O advento da Reforma Trabalhista em 2017, para se exemplificar, afetou os contratos em curso quanto ao pagamento de horas in intinere devidas por força da legislação anterior.  Ainda que a alteração tenha sido prejudicial, a incidência foi imediata porque simplesmente houve modificação do estatuto legal.  Agora, trata-se de alteração benéfica, há um novo estatuto legal para a empregada gestante, concedendo-lhe o direito de laborar em domicílio ou, se não for possível, interromper seu contrato de trabalho (não trabalhar, mas perceber a remuneração), ficando à disposição do empregador.

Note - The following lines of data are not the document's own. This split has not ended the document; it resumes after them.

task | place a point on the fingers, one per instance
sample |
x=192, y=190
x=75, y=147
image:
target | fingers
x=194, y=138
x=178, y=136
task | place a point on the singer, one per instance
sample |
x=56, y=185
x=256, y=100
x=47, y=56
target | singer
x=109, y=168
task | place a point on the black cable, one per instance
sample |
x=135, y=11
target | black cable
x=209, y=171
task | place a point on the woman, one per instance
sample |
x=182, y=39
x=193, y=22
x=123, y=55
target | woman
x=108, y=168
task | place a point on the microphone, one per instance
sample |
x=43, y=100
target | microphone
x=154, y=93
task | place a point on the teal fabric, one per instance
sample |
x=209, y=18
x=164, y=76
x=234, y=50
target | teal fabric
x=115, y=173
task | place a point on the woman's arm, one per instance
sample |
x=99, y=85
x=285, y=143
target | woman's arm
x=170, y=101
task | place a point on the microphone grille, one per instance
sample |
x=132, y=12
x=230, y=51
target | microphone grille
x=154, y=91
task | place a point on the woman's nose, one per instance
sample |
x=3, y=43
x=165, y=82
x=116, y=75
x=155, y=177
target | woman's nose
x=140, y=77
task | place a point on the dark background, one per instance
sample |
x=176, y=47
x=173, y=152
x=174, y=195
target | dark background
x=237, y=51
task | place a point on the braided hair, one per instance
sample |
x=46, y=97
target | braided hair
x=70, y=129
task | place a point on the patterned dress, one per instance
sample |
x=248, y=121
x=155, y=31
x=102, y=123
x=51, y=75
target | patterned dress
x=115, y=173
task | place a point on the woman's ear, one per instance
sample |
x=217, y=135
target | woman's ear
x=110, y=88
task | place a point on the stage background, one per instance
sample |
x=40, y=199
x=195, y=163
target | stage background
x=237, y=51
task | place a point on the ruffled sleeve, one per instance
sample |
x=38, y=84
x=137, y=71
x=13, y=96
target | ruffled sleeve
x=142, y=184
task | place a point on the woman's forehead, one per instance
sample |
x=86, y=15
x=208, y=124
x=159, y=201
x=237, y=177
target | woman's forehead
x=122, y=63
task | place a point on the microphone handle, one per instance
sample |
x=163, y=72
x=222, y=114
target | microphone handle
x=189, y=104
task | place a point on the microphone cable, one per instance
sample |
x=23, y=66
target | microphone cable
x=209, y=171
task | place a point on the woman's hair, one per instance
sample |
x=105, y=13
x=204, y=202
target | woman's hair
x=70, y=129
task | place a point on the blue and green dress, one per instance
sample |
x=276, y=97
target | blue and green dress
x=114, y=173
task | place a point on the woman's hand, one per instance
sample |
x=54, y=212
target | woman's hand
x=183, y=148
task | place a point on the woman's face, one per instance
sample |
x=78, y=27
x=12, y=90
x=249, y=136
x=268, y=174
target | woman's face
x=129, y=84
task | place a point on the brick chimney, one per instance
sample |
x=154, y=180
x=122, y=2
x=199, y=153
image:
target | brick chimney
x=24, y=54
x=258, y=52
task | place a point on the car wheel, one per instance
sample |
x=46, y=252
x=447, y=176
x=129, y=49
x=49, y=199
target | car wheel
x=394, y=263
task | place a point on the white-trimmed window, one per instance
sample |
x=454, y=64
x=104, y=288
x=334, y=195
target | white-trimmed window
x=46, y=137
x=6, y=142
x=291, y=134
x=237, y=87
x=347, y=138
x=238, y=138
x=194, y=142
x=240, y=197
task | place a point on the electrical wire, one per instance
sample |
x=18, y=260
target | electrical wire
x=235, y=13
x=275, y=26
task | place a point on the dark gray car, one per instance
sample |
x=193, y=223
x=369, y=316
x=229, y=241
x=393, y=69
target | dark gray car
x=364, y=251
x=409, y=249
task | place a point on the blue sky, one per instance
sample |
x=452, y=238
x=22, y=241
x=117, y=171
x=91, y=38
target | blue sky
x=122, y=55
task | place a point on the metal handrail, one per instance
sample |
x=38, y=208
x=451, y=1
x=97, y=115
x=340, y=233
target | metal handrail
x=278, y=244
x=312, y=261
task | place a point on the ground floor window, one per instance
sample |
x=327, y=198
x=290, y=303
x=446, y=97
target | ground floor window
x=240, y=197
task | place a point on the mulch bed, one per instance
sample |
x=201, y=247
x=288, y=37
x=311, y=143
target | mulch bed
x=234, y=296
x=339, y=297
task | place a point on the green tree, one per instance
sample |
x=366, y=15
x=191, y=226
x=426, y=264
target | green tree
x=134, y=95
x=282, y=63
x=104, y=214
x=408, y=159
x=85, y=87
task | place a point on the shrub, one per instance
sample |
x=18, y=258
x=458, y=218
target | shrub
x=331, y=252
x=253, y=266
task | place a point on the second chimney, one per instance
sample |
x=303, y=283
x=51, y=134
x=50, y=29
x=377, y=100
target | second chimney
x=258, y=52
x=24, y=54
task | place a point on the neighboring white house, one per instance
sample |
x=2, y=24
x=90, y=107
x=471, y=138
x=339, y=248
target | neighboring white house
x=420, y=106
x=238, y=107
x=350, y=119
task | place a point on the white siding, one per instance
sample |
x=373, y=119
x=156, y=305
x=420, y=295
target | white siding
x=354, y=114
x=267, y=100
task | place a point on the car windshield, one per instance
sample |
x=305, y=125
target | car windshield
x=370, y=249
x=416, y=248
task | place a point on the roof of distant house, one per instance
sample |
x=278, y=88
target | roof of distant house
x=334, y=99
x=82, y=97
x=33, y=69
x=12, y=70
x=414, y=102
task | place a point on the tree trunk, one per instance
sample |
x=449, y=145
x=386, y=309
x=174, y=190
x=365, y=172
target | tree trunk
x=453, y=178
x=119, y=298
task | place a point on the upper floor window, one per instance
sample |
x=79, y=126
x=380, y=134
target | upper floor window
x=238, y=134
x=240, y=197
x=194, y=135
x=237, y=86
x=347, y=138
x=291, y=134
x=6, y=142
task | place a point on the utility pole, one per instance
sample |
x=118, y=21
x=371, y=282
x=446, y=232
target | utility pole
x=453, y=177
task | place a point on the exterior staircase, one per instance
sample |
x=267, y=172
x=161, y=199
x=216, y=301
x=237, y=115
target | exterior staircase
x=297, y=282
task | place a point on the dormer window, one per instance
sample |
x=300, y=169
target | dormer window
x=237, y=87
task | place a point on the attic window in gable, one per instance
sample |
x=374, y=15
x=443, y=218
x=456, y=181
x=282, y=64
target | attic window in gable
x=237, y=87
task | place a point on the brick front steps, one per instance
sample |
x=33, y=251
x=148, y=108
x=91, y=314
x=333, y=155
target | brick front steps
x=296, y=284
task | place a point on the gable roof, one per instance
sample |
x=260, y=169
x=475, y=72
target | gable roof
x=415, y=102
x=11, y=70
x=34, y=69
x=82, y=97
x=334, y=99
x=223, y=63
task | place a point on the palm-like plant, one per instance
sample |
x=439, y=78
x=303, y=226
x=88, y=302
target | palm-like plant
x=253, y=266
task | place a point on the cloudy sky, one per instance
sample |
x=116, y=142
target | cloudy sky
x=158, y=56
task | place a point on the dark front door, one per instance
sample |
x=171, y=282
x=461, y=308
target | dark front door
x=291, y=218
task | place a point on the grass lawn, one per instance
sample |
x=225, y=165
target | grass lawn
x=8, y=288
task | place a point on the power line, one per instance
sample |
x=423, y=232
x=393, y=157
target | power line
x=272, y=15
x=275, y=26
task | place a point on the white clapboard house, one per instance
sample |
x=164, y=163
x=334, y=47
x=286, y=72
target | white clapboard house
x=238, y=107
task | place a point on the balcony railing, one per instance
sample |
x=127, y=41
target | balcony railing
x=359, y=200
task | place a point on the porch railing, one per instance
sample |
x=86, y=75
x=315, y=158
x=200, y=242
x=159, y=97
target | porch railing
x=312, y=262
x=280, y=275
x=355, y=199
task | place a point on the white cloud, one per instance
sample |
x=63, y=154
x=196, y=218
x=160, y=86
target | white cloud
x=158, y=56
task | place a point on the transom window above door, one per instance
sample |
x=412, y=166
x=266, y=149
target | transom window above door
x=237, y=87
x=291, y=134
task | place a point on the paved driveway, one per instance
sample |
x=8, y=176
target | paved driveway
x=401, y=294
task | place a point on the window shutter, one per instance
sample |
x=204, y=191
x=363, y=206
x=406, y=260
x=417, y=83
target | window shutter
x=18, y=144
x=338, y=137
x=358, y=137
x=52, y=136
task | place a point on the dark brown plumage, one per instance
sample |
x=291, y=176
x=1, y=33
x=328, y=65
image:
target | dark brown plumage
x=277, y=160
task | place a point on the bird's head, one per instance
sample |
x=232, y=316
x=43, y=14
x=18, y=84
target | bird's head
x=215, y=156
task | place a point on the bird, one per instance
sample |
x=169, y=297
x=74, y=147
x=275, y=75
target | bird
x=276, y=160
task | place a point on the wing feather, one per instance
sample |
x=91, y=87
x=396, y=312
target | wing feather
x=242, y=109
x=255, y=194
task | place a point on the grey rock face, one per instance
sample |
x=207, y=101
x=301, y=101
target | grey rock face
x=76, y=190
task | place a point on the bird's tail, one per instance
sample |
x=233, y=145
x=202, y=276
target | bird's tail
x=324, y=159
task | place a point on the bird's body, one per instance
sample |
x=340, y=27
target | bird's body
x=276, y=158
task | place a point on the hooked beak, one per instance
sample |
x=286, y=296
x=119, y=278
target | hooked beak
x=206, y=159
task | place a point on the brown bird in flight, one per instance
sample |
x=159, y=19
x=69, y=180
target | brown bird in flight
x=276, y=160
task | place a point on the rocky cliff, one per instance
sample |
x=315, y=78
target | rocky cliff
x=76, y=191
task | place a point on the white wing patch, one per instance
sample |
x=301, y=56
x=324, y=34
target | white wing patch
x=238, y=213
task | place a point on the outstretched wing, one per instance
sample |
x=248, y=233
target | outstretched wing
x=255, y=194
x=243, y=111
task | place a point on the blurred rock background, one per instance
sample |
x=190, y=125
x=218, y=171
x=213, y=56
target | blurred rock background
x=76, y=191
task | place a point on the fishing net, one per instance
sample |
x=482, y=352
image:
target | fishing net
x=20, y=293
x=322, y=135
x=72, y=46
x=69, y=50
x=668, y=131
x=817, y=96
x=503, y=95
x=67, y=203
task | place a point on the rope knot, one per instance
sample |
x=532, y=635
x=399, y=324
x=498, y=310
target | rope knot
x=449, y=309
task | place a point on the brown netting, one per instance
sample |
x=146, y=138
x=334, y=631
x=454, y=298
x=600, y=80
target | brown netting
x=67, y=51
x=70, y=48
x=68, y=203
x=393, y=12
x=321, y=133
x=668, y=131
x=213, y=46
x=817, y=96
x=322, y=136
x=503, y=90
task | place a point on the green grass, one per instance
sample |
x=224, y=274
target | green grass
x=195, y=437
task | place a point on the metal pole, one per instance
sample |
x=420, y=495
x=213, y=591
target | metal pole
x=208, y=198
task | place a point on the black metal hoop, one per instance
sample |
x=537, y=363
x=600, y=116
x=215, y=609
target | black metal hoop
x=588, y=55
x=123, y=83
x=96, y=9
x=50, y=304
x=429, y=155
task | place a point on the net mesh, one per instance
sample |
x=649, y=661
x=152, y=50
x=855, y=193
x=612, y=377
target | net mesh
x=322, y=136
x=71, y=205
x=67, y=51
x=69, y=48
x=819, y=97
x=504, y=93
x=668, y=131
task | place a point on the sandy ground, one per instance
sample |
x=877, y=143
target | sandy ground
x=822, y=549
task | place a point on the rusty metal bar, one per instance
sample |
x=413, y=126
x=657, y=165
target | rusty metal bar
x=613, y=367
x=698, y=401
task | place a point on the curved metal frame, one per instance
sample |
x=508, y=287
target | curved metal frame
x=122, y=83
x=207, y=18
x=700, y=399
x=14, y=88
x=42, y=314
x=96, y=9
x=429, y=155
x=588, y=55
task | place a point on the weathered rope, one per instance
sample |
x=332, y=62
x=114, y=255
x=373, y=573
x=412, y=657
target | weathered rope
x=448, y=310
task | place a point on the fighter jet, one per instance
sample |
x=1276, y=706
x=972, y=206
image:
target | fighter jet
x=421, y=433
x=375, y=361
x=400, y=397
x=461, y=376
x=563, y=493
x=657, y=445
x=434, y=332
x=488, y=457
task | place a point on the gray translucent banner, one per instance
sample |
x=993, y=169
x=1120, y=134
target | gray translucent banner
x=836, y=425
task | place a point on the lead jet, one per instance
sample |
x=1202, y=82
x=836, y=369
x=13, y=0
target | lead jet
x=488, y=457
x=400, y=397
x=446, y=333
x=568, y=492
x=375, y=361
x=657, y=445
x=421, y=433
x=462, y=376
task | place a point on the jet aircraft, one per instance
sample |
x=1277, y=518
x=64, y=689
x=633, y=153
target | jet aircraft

Inviável, assim, a adoção de interpretações que restrinjam tal direito ou atribuam o custo para outros atores sociais, criando obrigações sem regras específicas para tal.  Inviável, também, a adoção de suspensão do contrato de trabalho por força da MP 1045/21, já que em tal caso a gestante estaria sem perceber sua remuneração, o que viola a nova lei.

Pode soar agressiva a defesa da fixação do custo social da remuneração das gestantes ao empregador, bem como pouco criativa a solução simplista adotada a partir de uma legislação igualmente simplificada.  O justo e ideal seria a criação de regra jurídica para que toda a sociedade repartisse este encargo social.

A questão é que não podemos realizar construções interpretativas para “acertar” as más escolhas do legislador, até porque nós, intérpretes e aplicadores do ordenamento jurídico, sequer possuímos todas as informações e recursos necessários para determinar escolhas diferentes, supostamente melhores, sem ferir o Estado Democrático de Direito.

Da mesma forma que justificamos, até aqui, restrições a direitos trabalhistas para enfrentar a pandemia, como a negociação individual para redução de salários e suspensão dos contratos, chegou a hora de utilizamos do mesmo raciocínio para defendermos uma restrição ao direito dos empregadores, qual seja, de receber energia de trabalho como contraprestação à remuneração.

De tudo isso fica clara a lição de que o intérprete deve partir do pressuposto da constitucionalidade das leis, respeitando as escolhas do legislador, possuindo apenas uma única ideologia: o respeito à Constituição e às leis do país.  E o aplicador do Direito, principalmente o magistrado, deve realizar a ideologia da imparcialidade.